To be utterly, completely and painfully honest, we were a bit worried about Halo Wars. In fact, we were worried from the moment we heard about it, and it's been just about the biggest unknown quantity of the last 12 months.
Taking Microsoft's flagship first person shooter series and using it as a launching point for a real-time strategy (RTS) game seems like a baffling decision - sort of like taking a Die Hard film and turning it into a cerebral thriller, with John McClane barking orders down the phone at his subordinates. Still, it could have been a romantic comedy, right?
It turns out though that we were worrying about the wrong thing. It's not the fact that it's a strategy game that we should be worried about, it's whether or not it's a good strategy game.
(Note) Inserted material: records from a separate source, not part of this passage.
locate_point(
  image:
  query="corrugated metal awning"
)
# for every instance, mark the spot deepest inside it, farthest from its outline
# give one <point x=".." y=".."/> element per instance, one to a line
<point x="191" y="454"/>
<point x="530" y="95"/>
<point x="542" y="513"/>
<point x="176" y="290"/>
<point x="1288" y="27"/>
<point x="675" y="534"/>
Fortunately, Halo Wars is a very good strategy game. Most importantly, it's not just a standard Command and Conquer clone with a Halo skin lobbed unceremoniously on top - there's a unique storyline to tie the entire thing together, the character of the series permeates the experience beautifully and it's designed to be perfectly suited to an Xbox 360.
Halo Wars' story takes place two decades before the events of the first Halo game, fleshing out details of the earlier clashes with the Covenant. Best of all, that story is told through a series of cutscenes that are nothing short of phenomenal.
Epic battles, enormous spaceships and giant planets are beautifully realised in an incredible series of CGI clips, which give Hollywood a decent run for its money in both scale and quality of direction.
A NEW STRATEGY
It's worth taking a moment to explain exactly how the core mechanic of a mission in Halo Wars works. You play as the commander, looking down on an army of recognisable Halo units. Depending on the mission, you may have the option to construct one or several bases, which allow you to bulk up your army with new and more powerful units.
Your objectives will differ from mission to mission - sometimes you'll have to destroy an enemy base, other times you'll have to protect fleeing transports - but the priority is to tactically secure positions and ensure you've got enough firepower to throw at the enemy.
Unlike many strategy games, the base construction is made reasonably straightforward, so you don't spend a great deal of time fiddling with inanimate objects when you should be mashing Elites.
For a start, you don't have to worry about where to place your installation - there are set places on each map where a base can be constructed. Once placed, bases are made up of slots to place buildings, and can be upgraded to Fortress level to create extra slots, but there are only six different types of building, making it easy to balance the base's output to your needs.
Tactically, it does make sense to spend a few minutes at the start of a battle getting your base running smoothly - once you get a decent stream of resources and some units guarding it, you'll only need to pop back to pick up fresh reinforcements.
WORK AS A UNIT
This leaves you with plenty of time to manage huge assaults against enemy positions. From the first moment you send a Warthog barrelling over a jump and sliding around a corner, to the final battles against Scarab tanks, everything feels brilliantly reminiscent of Bungie's original games.
You'll be cheering and bouncing in your chair the first time a bunch of Spartans arrive by Pelican dropship and start giving the enemy laser beam haircuts. There are few grumbles to be had with the way units handle - in general they're responsive, and work well with the straightforward selection and movement controls, but we did notice a couple of moments of pathfinding confusion when negotiating uneven ground. Otherwise, though, controlling your army is utterly untuitive.